Staff also reported that the percentage of GEAA Grade 67 students participating in Pre-AP mathematics courses increased from approximately 20% in 2005–06 to approximately 50% in 2009–10. Similarly, the percentage of GEAA Grade 8 students participating in Algebra I increased from approximately 20% in 2005–06 to approximately 45% in 2009–10.

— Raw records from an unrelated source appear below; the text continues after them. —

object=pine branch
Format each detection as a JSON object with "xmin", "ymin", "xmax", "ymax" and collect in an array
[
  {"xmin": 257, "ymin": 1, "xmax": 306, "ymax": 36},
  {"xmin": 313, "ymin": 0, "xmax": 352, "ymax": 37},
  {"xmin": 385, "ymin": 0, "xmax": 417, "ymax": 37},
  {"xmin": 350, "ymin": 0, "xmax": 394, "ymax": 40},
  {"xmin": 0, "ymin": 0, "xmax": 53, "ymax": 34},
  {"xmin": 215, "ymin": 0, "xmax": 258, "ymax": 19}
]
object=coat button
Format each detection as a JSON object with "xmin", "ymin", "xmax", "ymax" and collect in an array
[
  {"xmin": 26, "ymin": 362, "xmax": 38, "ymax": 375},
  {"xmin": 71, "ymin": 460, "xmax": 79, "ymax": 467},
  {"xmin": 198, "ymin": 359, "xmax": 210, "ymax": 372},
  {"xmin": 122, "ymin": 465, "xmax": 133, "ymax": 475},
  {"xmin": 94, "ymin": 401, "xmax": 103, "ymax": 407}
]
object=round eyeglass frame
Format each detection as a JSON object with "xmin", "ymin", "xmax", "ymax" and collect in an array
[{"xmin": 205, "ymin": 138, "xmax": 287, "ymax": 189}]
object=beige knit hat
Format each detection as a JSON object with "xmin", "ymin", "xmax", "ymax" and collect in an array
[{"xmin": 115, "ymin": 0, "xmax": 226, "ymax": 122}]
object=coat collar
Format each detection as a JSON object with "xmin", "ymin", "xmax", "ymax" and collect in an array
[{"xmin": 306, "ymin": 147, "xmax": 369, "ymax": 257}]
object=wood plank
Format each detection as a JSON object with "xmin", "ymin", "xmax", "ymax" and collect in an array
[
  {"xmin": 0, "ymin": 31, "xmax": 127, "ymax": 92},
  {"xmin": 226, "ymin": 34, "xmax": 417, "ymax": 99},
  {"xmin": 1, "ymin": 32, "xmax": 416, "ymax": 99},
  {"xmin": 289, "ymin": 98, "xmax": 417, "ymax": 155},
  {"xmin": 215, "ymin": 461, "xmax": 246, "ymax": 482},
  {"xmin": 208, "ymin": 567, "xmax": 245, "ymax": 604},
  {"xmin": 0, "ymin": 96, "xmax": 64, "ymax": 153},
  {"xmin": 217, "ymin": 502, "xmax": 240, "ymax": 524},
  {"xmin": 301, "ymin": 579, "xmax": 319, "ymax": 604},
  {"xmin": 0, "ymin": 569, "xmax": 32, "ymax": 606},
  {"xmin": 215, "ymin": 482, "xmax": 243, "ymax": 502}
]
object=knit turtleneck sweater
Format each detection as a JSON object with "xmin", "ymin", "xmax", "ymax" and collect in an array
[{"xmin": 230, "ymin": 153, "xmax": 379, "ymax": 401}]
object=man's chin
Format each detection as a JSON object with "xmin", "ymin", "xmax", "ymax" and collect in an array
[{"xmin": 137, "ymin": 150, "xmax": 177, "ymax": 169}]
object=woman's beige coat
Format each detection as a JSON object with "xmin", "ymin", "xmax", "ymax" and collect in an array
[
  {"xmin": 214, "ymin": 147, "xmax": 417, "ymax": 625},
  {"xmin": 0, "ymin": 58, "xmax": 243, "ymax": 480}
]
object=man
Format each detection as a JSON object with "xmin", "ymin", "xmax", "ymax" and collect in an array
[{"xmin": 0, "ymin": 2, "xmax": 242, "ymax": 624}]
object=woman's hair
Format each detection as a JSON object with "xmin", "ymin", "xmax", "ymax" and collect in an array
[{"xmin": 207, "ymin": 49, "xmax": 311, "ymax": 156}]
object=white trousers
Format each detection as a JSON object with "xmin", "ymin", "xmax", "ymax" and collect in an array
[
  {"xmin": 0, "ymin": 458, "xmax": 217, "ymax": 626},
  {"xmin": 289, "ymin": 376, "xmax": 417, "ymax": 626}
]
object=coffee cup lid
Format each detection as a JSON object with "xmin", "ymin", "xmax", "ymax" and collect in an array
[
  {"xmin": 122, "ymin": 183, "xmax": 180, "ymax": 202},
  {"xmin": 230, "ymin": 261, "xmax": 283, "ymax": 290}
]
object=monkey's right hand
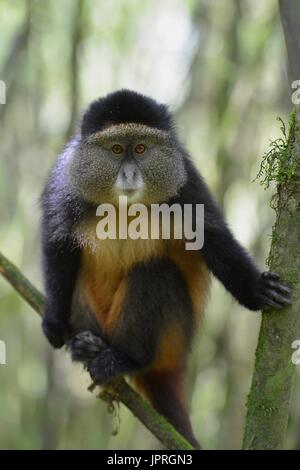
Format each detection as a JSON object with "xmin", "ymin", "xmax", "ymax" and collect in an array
[
  {"xmin": 68, "ymin": 331, "xmax": 131, "ymax": 384},
  {"xmin": 42, "ymin": 312, "xmax": 70, "ymax": 349}
]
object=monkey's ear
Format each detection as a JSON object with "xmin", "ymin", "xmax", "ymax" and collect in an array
[{"xmin": 81, "ymin": 89, "xmax": 174, "ymax": 137}]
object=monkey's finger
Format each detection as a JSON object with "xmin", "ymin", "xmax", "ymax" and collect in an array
[
  {"xmin": 264, "ymin": 288, "xmax": 292, "ymax": 306},
  {"xmin": 262, "ymin": 271, "xmax": 280, "ymax": 280},
  {"xmin": 72, "ymin": 342, "xmax": 101, "ymax": 357},
  {"xmin": 264, "ymin": 279, "xmax": 292, "ymax": 295},
  {"xmin": 263, "ymin": 289, "xmax": 292, "ymax": 306},
  {"xmin": 73, "ymin": 337, "xmax": 103, "ymax": 353},
  {"xmin": 74, "ymin": 330, "xmax": 104, "ymax": 344},
  {"xmin": 260, "ymin": 296, "xmax": 285, "ymax": 309},
  {"xmin": 74, "ymin": 331, "xmax": 105, "ymax": 349},
  {"xmin": 69, "ymin": 345, "xmax": 96, "ymax": 362}
]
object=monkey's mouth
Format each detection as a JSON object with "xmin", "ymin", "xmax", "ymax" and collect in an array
[
  {"xmin": 115, "ymin": 186, "xmax": 145, "ymax": 203},
  {"xmin": 115, "ymin": 182, "xmax": 144, "ymax": 196},
  {"xmin": 118, "ymin": 187, "xmax": 143, "ymax": 198},
  {"xmin": 121, "ymin": 188, "xmax": 139, "ymax": 195}
]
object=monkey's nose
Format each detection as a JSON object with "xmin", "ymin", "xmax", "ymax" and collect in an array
[
  {"xmin": 115, "ymin": 162, "xmax": 144, "ymax": 192},
  {"xmin": 122, "ymin": 166, "xmax": 138, "ymax": 181}
]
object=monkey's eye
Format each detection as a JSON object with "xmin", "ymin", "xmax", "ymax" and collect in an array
[
  {"xmin": 112, "ymin": 144, "xmax": 124, "ymax": 155},
  {"xmin": 135, "ymin": 144, "xmax": 146, "ymax": 155}
]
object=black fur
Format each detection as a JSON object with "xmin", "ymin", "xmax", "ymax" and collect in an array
[
  {"xmin": 112, "ymin": 256, "xmax": 194, "ymax": 364},
  {"xmin": 41, "ymin": 237, "xmax": 81, "ymax": 348},
  {"xmin": 81, "ymin": 89, "xmax": 174, "ymax": 137}
]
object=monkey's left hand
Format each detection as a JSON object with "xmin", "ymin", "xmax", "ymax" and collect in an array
[{"xmin": 254, "ymin": 271, "xmax": 292, "ymax": 310}]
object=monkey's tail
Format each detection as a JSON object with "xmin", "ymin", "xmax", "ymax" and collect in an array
[{"xmin": 133, "ymin": 369, "xmax": 200, "ymax": 449}]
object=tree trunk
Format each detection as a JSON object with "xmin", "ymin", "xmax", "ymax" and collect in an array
[{"xmin": 243, "ymin": 1, "xmax": 300, "ymax": 449}]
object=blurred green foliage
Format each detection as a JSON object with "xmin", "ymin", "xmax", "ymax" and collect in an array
[{"xmin": 0, "ymin": 0, "xmax": 299, "ymax": 450}]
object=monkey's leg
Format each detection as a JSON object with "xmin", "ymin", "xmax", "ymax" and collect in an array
[
  {"xmin": 69, "ymin": 257, "xmax": 194, "ymax": 384},
  {"xmin": 134, "ymin": 369, "xmax": 200, "ymax": 449}
]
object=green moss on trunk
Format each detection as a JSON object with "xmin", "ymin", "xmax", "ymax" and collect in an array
[{"xmin": 243, "ymin": 111, "xmax": 300, "ymax": 449}]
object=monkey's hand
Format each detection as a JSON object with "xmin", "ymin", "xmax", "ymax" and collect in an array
[
  {"xmin": 42, "ymin": 311, "xmax": 70, "ymax": 349},
  {"xmin": 68, "ymin": 331, "xmax": 127, "ymax": 384},
  {"xmin": 254, "ymin": 271, "xmax": 292, "ymax": 310},
  {"xmin": 69, "ymin": 331, "xmax": 105, "ymax": 364}
]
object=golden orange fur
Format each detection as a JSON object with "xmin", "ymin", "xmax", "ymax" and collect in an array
[{"xmin": 75, "ymin": 210, "xmax": 210, "ymax": 338}]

Greiner Chart 1: In 2005–06, 74% of GEAA students passed mathematics TAKS, compared to the peer average of 59%, and the state average of 72%. In 2006–07, 84% of GEAA students passed mathematics TAKS, compared to the peer average of 66%, and the state average of 75%. In 2007–08, 90% of GEAA students passed mathematics TAKS, compared to the peer average of 75%, and the state average of 77%. In 2008–09, 89% of GEAA students passed mathematics TAKS, compared to the peer average of 77%, and the state average of 79%. In 2009–10, 87% of GEAA students passed mathematics TAKS, compared to the peer average of 81%, and the state average of 81%.
Source: Texas Assessment Management System
Note: The campus served Grades 7–8 in 2005–06 and 2006–07 and Grades 6–8 in 2007–08, 2008–09, and 2009–10. Grade 8 data are from TAKS primary administration. 

Greiner Chart 2: In 2005–06, 12% of GEAA students passed mathematics TAKS at the commended level, compared to the peer average of 9%, and the state average of 14%. In 2006–07, 20% of GEAA students passed mathematics TAKS at the commended level, compared to the peer average of 11%, and the state average of 17%. In 2007–08, 40% of GEAA students passed mathematics TAKS at the commended level, compared to the peer average of 22%, and the state average of 28%. In 2008–09, 37% of GEAA students passed mathematics TAKS at the commended level, compared to the peer average of 21%, and the state average of 28%. In 2009–10, 32% of GEAA students passed mathematics TAKS at the commended level, compared to the peer average of 20%, and the state average of 26%.
Source: Texas Assessment Management System
Note: The campus served Grades 7–8 in 2005–06 and 2006–07 and Grades 6–8 in 2007–08, 2008–09, and 2009–10. Grade 8 data are from TAKS primary administration.

Research Base: 

A principal’s presentation on the GEAA approach to improving mathematics instruction can be accessed at http://www.ipsi.utexas.edu/docs/alg_readiness_toolkit/greiner.pdf

Contact Information

W.E. Greiner Exploratory Arts Academy
Dallas Independent School District
501 South Edgefield
Dallas, TX 75208
(972) 925-7100  


End Notes

1Peer campuses were identified using the campus groups used in Academic Excellence Indicator System (AEIS) reporting. For more information on how campus groups are identified, see the AEIS Glossary, http://ritter.tea.state.tx.us/perfreport/aeis/2009/glossary.html.

2Averages are weighted averages including the number of test takers for the grade level(s) of the practice.